Great story YTD. Yesterday was month-end, with the Russell outperforming about 10% and the NASDAQ flat. So yesterday it made sense that we had a bit of a reverse on that, with a furious rally going into the end of the month.
Now we're into August, and August has volatility. You have the Fed signaling that they're probably going to do their first rate cut in September, which is good. But there are concerns about economic data coming in that might indicate the Fed was behind the curve.
Bottom line is that we're still really in a bull market. What's happening today might be considered an outside day. Steep reversal from this morning's gains is healthy.
Conversation has been whether it's time to lighten up on the Mag 7 and other stocks like that. He'd say no. Stay with secular themes. Not at any price, but if they're at reasonable prices stay with them. The tech trade still works very, very well. But this rotation is very healthy and indicative of a bull market that wants to broaden; suggesting lower bond yields are helping, margins are coming back, earnings have been good.
Wide swath of places to play. Financials are starting to work again, particularly in the US. Insurance has been good for a long time. Industrials. Metal complex. Some energy. Some natural gas, which is a bit weak right now so there's a good setup there. US stocks that haven't done well such as DIS, BA, and PFE.
You don't have to be all in. Staying in cash is still not paying you a bad return. And bonds aren't paying badly either.
The rotation does include the Canadian stocks. The small-cap index in the US is getting a lot of press, but it's happening quietly in Canada too. We're up about 10-12% as well. Forces that are happening in the US are happening here.
Canadian market has underperformed for a long time. There are reasons for that, but it's also an opportunity and our valuations are cheaper.
Opportunities on both sides of the border.
Really strong organic growth. Very strong investment pipeline. Lots of M&A optionality. Lots of opportunities in data and de-carbonization. Good job this year with capital recycling. Q1 was in line. Not expensive at 8x. He models about 11% AFFO growth. Benefits from the great rotation upon us. Yield of 5+%.

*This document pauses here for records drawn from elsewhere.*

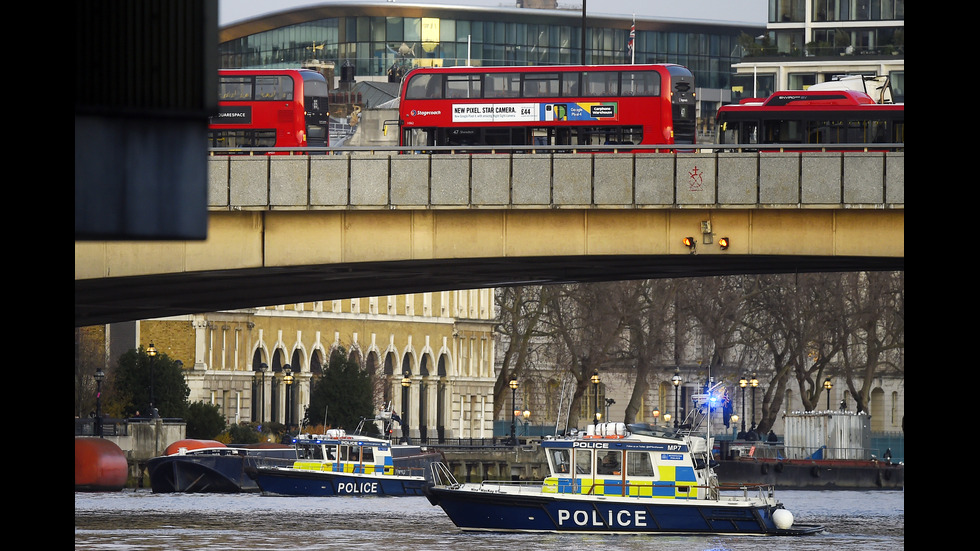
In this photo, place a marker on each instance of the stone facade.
(443, 340)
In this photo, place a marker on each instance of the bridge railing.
(710, 176)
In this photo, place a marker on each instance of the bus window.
(274, 88)
(541, 85)
(462, 86)
(600, 83)
(235, 88)
(641, 83)
(570, 84)
(783, 131)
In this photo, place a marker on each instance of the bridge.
(296, 228)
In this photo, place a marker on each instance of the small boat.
(822, 450)
(337, 463)
(617, 479)
(209, 466)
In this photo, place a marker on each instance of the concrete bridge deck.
(288, 229)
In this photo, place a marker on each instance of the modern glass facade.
(374, 38)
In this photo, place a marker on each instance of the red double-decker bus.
(271, 108)
(819, 118)
(547, 106)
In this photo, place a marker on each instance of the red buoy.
(100, 466)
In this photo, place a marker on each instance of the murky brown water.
(141, 520)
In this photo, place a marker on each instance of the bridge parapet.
(389, 180)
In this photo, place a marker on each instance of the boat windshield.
(654, 430)
(560, 461)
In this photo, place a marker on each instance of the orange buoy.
(100, 466)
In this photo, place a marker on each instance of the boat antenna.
(561, 400)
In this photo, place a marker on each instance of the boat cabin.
(338, 452)
(610, 460)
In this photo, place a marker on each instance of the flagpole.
(633, 41)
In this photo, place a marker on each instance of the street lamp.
(99, 377)
(288, 379)
(152, 353)
(513, 407)
(676, 381)
(406, 382)
(262, 367)
(742, 383)
(595, 384)
(827, 386)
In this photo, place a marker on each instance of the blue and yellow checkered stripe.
(674, 483)
(346, 467)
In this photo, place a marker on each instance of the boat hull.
(474, 510)
(299, 482)
(813, 474)
(206, 473)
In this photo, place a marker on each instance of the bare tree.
(587, 327)
(650, 306)
(873, 330)
(519, 314)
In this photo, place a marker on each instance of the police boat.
(341, 464)
(617, 479)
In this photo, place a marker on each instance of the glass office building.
(374, 38)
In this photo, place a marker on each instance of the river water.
(141, 520)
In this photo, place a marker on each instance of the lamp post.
(513, 408)
(595, 385)
(827, 386)
(406, 382)
(288, 379)
(742, 383)
(99, 377)
(152, 353)
(262, 367)
(676, 381)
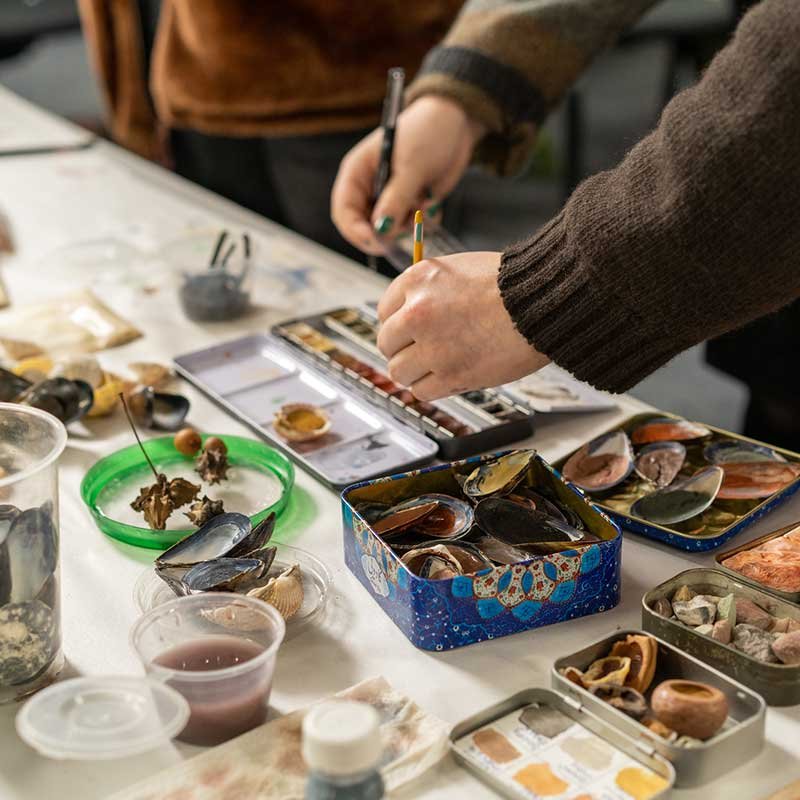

Trades at a lower multiple than US because for years was priced as a duopoly, but now much more competition. Costs are lower in US. Likes it here, very cheap at 5.6x 2025. Profit warning, but says demand still healthy. Balance sheet improving. Growth rates keep coming down, but he still models 5%.
More for risk capital. Airlines are not long-term investments. Sell a put and oblige yourself to own it at $14-15, get paid a nice premium.
AI negative press is just noise. META, for example, said that it's already strategically using AI to benefit bottom line and free cashflow. Multi-decade disruption from AI, and NVDA is right at the centre. Paying ~40x for a name that's growing around 40%.
Don't buy right at the top, and don't put all your money in at once. But when there's a pullback, as there was 2 days ago, you can put some money to work. Still buyable at certain times.
Copper's been all over the place, and really down lately on a weaker China. Whole copper complex trades at a premium because they know there's this thirst for copper amid shortages. Materially paid down debt. Trades at discount (4.8) to large-cap peers (5.6). He models 40% EPS at a 31 PE.
Was risky, de-risked to a large extent. Copper's not for the faint of heart. A whippy player, but a winner if it continues to execute well and copper does well.
Some asset sales. Next asset sale should be a catalyst, as will interest rate cuts. Lower dividend outlook hurt, growth only 1%. Stock rose in July with the rotation and bond yields coming down. He likes power names with price to growth of about 1. This one doesn't, but 5-7% EPS growth plus dividend ~6% gives you that at a lot cheaper than H or FTS.
Q1 increased dividend nicely, special dividend. Met debt obligations, so now going to return a lot to shareholders, impressive. Cheaper (4.5x) than peers (5.1x). 10% shareholder returns vs. peers at 8%. Heavy oil is working, with lots of takeaway capacity; demand is good.
Oil's all over the place, and there are geopolitics. Likes it as a Canadian levered play on heavy oil. On a down day like today, buy a sleeper like this.
A lot of the US banks are growing around 10-15% and trading at lower valuations. Liked the Bank of the West purchase. Credit problems in its US business more than US competitors, concerning. Doesn't see growth in Canadian banks yet, economic headwinds, meeting ROE targets will be tough.
At some point, it gets too cheap. At $114, he'd be more a buyer than a seller.